Krisanne Vaillancourt Murphy, the network's executive director, and Comboni Missionary Sr. Ilaria Buonriposi, who is in charge of the network's Latino outreach, brought more than 60 sisters together to share their experiences in this ministry and brainstorm ideas to get better organized.

One sister discussed the 2014 execution of an inmate she worked with, Jeff Ferguson, who was found guilty of raping and murdering a 17-year-old girl in 1989 in suburban St. Louis. The sister taught in a prison where Ferguson as an inmate helped with a program that administered high school equivalency tests for a GED diploma and started a hospice program.

"No man should die by himself," the sister recalled Ferguson saying.

While the girl's father had been a strong advocate for Ferguson's death before the execution, a documentary that chronicled Ferguson's life and execution later inspired the father to get involved in restorative justice groups, the sister said.

Sisters from the communities of Sr. Paula Merrill and Sr. Margaret Held also shared what it was like to publicly forgive the man convicted of murder in their deaths. Rodney Earl Sanders pleaded guilty June 21 to killing Merrill, a Sister of Charity of Nazareth, Kentucky, and Held, a School Sister of St. Francis of Milwaukee, in their Mississippi home in 2016.

Sr. Susan Gatz, president of the Sisters of Charity of Nazareth, said that at Sanders' hearing, "we were able to face him and address him and say what we wanted to say to him: 'Here's how wonderful these women were, you didn't even know them, here's the pain that's caused to the family and communities and the communities they served, and we forgive you.' "

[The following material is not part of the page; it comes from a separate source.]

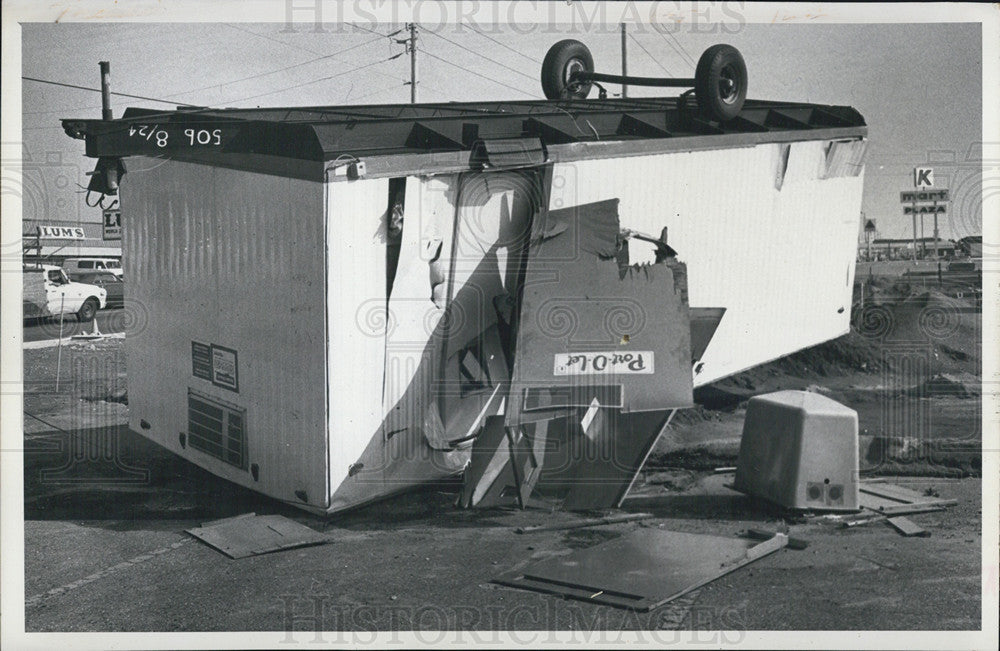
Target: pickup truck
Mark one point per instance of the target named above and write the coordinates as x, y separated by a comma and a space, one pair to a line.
49, 292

They also asked Sanders to use the rest of his life "to get right with God," another sister added. He was sentenced to two life sentences without parole, plus 30 more years for burglary and car theft.

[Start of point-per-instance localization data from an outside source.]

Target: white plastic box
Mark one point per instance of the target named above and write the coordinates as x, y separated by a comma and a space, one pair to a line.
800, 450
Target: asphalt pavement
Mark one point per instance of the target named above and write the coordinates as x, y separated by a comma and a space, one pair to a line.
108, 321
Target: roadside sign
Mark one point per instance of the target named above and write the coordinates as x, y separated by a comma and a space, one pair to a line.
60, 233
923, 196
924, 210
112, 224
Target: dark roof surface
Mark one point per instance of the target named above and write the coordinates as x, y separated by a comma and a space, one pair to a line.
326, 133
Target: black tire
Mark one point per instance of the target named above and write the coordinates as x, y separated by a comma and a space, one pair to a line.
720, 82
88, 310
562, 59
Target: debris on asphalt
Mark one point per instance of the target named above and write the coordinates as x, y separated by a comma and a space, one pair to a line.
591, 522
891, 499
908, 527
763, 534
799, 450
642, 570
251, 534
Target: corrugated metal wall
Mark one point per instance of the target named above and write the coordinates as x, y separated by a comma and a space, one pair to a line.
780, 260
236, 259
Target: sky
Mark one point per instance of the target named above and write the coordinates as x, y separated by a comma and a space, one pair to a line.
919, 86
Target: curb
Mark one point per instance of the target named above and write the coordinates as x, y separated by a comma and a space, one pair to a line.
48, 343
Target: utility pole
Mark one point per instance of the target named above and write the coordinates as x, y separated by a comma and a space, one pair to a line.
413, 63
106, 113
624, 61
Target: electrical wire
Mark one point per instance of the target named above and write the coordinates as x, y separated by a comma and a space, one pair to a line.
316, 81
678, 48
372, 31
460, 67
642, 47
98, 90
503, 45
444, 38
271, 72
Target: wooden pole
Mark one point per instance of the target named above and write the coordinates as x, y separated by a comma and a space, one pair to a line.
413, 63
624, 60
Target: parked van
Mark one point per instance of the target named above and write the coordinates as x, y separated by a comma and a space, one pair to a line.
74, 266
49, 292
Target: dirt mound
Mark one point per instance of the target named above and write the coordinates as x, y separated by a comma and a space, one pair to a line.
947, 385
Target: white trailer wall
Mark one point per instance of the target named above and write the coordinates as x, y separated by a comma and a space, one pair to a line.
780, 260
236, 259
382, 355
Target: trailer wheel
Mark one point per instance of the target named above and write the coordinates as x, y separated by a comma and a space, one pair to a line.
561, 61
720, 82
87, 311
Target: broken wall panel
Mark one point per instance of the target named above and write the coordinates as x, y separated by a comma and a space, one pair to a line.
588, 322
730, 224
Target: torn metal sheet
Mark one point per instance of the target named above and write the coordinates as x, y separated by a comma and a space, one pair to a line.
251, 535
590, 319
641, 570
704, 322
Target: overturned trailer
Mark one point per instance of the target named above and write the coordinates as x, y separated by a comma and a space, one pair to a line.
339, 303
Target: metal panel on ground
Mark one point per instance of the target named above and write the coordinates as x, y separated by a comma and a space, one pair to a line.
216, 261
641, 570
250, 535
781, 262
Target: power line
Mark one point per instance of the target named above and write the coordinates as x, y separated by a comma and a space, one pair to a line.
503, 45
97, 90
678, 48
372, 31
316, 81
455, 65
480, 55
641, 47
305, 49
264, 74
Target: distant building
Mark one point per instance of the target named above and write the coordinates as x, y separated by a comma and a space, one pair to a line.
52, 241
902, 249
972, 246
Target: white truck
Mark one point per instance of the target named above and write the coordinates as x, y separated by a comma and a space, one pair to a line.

The small town had never experienced such a gruesome murder or seen people deal with pain and sorrow the way the sisters did, Gatz said the prosecutor told her. That made an impression on the local community, the prosecutor told Gatz.

Murphy said Catholic Mobilizing Network is the "only national faith organization that has this emphasis like we do," and because Pope Francis revised the catechism to stand against the death penalty, "is this the time and place for us to dig in and help to leverage the voice of Catholic religious women?"

The same day as Catholic Mobilizing Network's lunch, Tennessee executed a man with severe mental illness, Murphy noted — the first execution that state had carried out in nine years.

"We've got our work cut out for us," she said.

Another sister from Nebraska later requested prayers for a man her state was about to execute. With the backing of Nebraska's Catholic governor, Carey Dean Moore was executed Aug. 14 using a previously untested drug, the state's first execution in two decades.

The group discussed forming a Death Penalty Advocacy Council using the network's infrastructure (resources, media, offices and partnerships) to create a collective voice in the fight against the death penalty.

"If Catholics are against [capital punishment] and they see sisters mobilize and stand together, it could be influential," one sister said, suggesting that sisters wield the "clout that comes with sisterhood."